Fernando Aramburu ist in Spanien Bestseller­autor. Er schreibt über den Terror der ETA – und lebt seit 1985 in Hannover.

Kennt inzwischen einige Hannover-Witze, weiß aber, dass sie wohlfeil sind: Fernando Aramburu Foto: Anna-Kristina Bauer
Interview von Jacqueline Hadasch

Herr Aramburu, taucht ein Stück Hannover in Ihren Büchern auf?

Fernando Aramburu: Ja. Vielleicht nicht so oft, wie es sein sollte, weil mich mein Heimatland Spanien mit seinen vielen politischen Konflikten immer noch sehr beschäftigt. Und ich versuche jedes Mal, eine Antwort zu geben. Aber ich habe für die spanische Presse oft über Hannover berichtet. Und es sind auch Presseteams aus Spanien gekommen, um mich zu interviewen. Man verbindet mich in Spanien mit Hannover.

Was interessiert die Spanier an Hannover?

Hannover ist wenig bekannt in Spanien. Die Menschen kennen nur den Namen „Hannover“. Aber Sie verbinden damit kein Symbol, kein Emblem. Es gibt keinen großen Fluss, keinen Eiffelturm oder irgendetwas, das die Stadt in der Welt berühmt machen könnte. Aber Hannover wird langsam bekannter, vor allem nach der Expo.
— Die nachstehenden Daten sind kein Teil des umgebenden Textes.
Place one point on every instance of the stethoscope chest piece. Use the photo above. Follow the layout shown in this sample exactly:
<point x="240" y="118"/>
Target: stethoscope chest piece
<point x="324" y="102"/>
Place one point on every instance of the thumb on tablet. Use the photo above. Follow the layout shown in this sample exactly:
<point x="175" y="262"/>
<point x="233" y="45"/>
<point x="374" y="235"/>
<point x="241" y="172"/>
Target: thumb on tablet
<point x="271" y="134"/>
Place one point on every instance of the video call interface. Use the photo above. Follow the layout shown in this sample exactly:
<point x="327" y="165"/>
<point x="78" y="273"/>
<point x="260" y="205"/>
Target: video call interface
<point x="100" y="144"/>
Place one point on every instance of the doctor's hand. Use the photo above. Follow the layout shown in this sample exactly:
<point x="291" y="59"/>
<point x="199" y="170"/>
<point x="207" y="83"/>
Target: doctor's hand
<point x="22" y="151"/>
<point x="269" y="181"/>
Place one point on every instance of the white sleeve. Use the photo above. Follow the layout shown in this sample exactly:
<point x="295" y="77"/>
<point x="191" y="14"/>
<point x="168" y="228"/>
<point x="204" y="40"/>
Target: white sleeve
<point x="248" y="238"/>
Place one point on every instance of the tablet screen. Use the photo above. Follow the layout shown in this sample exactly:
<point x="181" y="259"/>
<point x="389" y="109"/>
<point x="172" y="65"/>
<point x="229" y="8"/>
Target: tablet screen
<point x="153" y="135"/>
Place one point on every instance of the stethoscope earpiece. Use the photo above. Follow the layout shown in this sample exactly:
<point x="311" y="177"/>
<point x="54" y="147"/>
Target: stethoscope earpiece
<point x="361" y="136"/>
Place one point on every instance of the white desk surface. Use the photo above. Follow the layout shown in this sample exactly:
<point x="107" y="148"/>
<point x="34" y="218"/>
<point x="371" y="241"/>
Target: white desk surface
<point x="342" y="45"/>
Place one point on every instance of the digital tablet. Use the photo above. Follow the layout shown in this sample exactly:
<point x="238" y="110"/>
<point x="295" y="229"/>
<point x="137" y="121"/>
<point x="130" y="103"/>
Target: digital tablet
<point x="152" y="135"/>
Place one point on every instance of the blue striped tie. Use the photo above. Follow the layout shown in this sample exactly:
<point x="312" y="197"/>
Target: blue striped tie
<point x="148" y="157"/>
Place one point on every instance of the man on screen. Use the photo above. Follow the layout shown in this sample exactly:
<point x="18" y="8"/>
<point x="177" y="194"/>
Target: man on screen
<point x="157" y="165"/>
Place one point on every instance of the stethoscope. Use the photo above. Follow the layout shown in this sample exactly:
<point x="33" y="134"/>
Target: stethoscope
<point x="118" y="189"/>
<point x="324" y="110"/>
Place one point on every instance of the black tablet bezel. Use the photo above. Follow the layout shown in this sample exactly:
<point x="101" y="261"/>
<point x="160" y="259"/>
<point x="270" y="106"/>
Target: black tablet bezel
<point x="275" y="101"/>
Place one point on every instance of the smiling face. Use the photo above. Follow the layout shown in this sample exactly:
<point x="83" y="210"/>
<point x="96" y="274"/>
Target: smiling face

Wie hat es dann Sie ausgerechnet in diese Stadt verschlagen?

Anfang der 80er-Jahre in Saragossa, wo ich studierte, lernte ich ein hübsches deutsches Mädchen aus Hannover kennen. Da kam die Liebe ins Spiel und ich bin ihr 1985 hinterher. Heute sind wir 30 Jahre zusammen und haben zwei Töchter.

War der Terror der baskischen Untergrundorganisation ETA, über den Sie heute in Ihren Büchern schreiben, auch ein Grund für Sie, um Ihrem Heimatland den Rücken zu kehren?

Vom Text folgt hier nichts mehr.